Es sah fast so aus, als wollte sie an Lukas’ Beinen hochspringen, um ihm durch das Gesicht zu schlecken, doch so energisch sie es auch versuchte, sie konnte sein Gesicht nicht erreichen. Also begnügte sie sich damit, seine verschrammten Beine abzulecken.
„Bella, aus!“
Lukas verzog das Gesicht. Die feuchten Hundeküsse mochte er noch nie, außerdem brannte es noch ein wenig. Und die keimstrotzende Hundezunge wünschte er sich momentan lieber im Maul ihrer kleinen Besitzerin.
„Wieso siehst du so ramponiert aus? Wolltest du auch mal die Brennnesseln ausprobieren?“, fragte Jakob grinsend.
„Es waren keine mehr da.“
Lukas wollte nicht über seinen Sturz reden und markierte den Tapferen.
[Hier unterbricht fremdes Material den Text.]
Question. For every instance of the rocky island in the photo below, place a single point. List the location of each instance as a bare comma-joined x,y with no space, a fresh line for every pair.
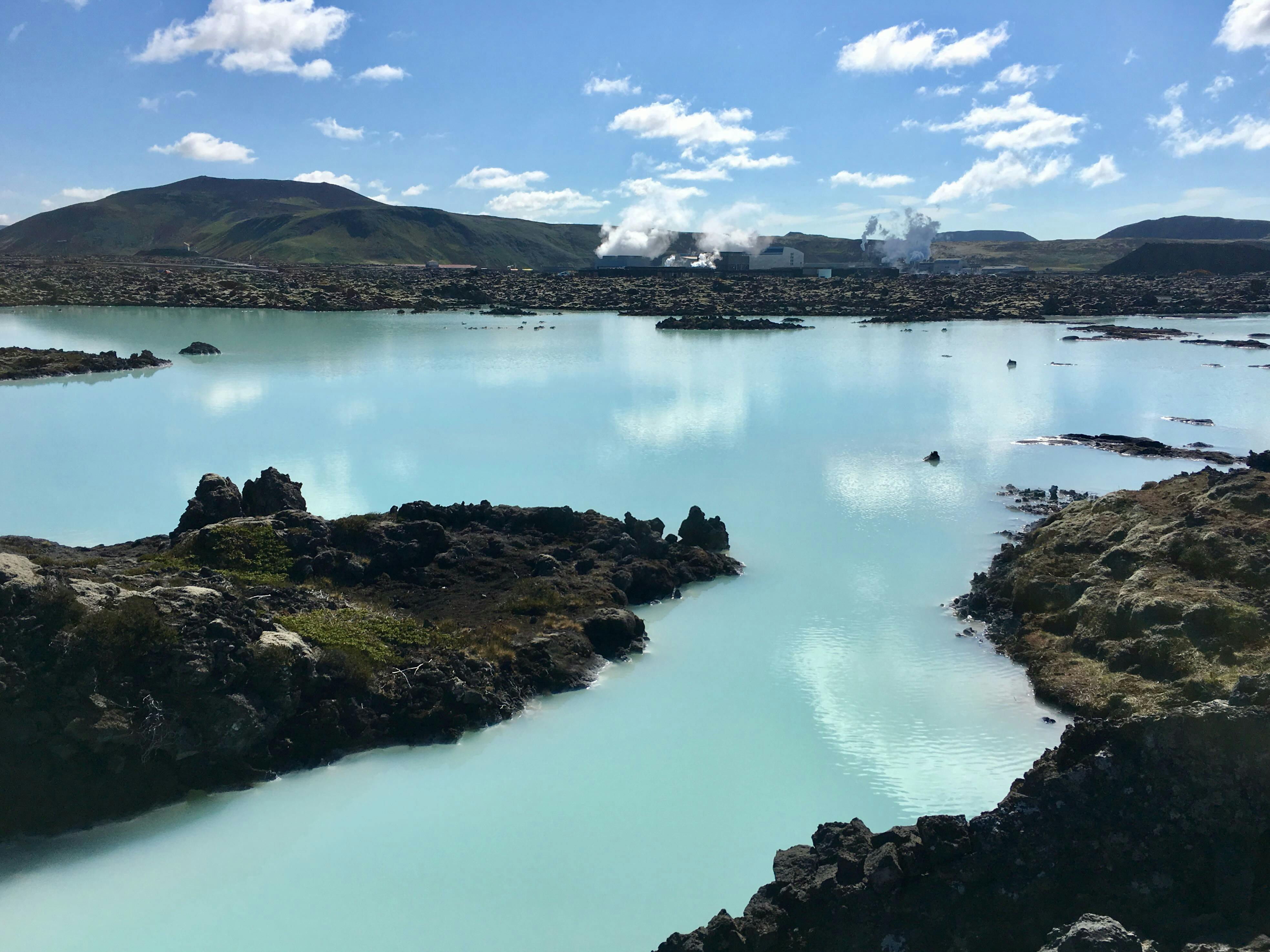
1149,828
102,281
260,638
27,364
„Kannst du mir gleich helfen, das Rad zu reparieren?“, fragte er.
Darauf hatte Jakob gewartet. Er hasste Werkzeug, es sei denn, es hatte an seiner Spitze eine tintengetränkte Feder.
„Das schaffst du schon alleine. Was ist denn passiert?“
„Nichts ist passiert, nun nerv nicht rum!“
Jakob schmollte.
„Na gut, ich frage ja schon gar nicht mehr. Halina hat Kuchen gebacken. Ist aber irgendwie etwas pappig geworden. Also, falls du deinen geschundenen Körper stärken willst?“ Wieder grinste er hämisch.
Halina war ihre Tagesmutter, doch immer, wenn sie über sie sprachen, nannten sie sie eigentlich nur „die Tagesmutter“. Sie mochten sie, in ihrem polnischen Mamuschka-Charme sorgte sie sich sehr um „ihre Jungs“, wie sie sie immer nannte. Doch sie übertrieb es auch oft mit ihrer Fürsorge, wenn sie mal wieder auf die Idee kam, Gesellschaftsspiele zu spielen oder bei ihren Schulaufgaben helfen zu wollen, was Jakob und Lukas stets mit fadenscheinigen Ausreden ablehnten. Ohnehin wäre ihre schulische Leistung dadurch zweifellos nicht gerade gefördert worden, wenn sie mit „kurwa!“ und einem Kratzen am Hinterkopf versuchte, auch nur ein Wort von dem zu verstehen, was in ihren Schulbüchern stand.
Oft machten sie sich einen Spaß daraus, sie mit den kompliziertesten Aufgaben zu malträtieren, auch wenn sie sie schon längst gelöst hatten. Aber immerhin war Halina dann für eine Weile beschäftigt, ehe sie fluchend aufgab und sich tausendmal entschuldigte, weil sie nicht helfen konnte und nicht verstand, wie ein gottloser Lehrer solch unlösbaren Probleme einforderte.
Jakob war sie besonders zugetan. Offenbar hatte sie ein Herz für Underdogs. Jakob genoss seine Rolle, auch wenn er es nicht zugeben wollte.
Bella hatte sich nach diesem Wortwechsel wieder etwas beruhigt. Ihr Blick ging immer zwischen den beiden hin und her und manchmal legte sie ihren Kopf auf die Seite, als würde sie genau zuhören, was sie besprachen. Ihr Blick fiel auf einen gelben Tennisball, der in der Ecke des Eingangsbereiches lag. Sie ließ sich nicht zweimal bitten und tapste in seine Richtung.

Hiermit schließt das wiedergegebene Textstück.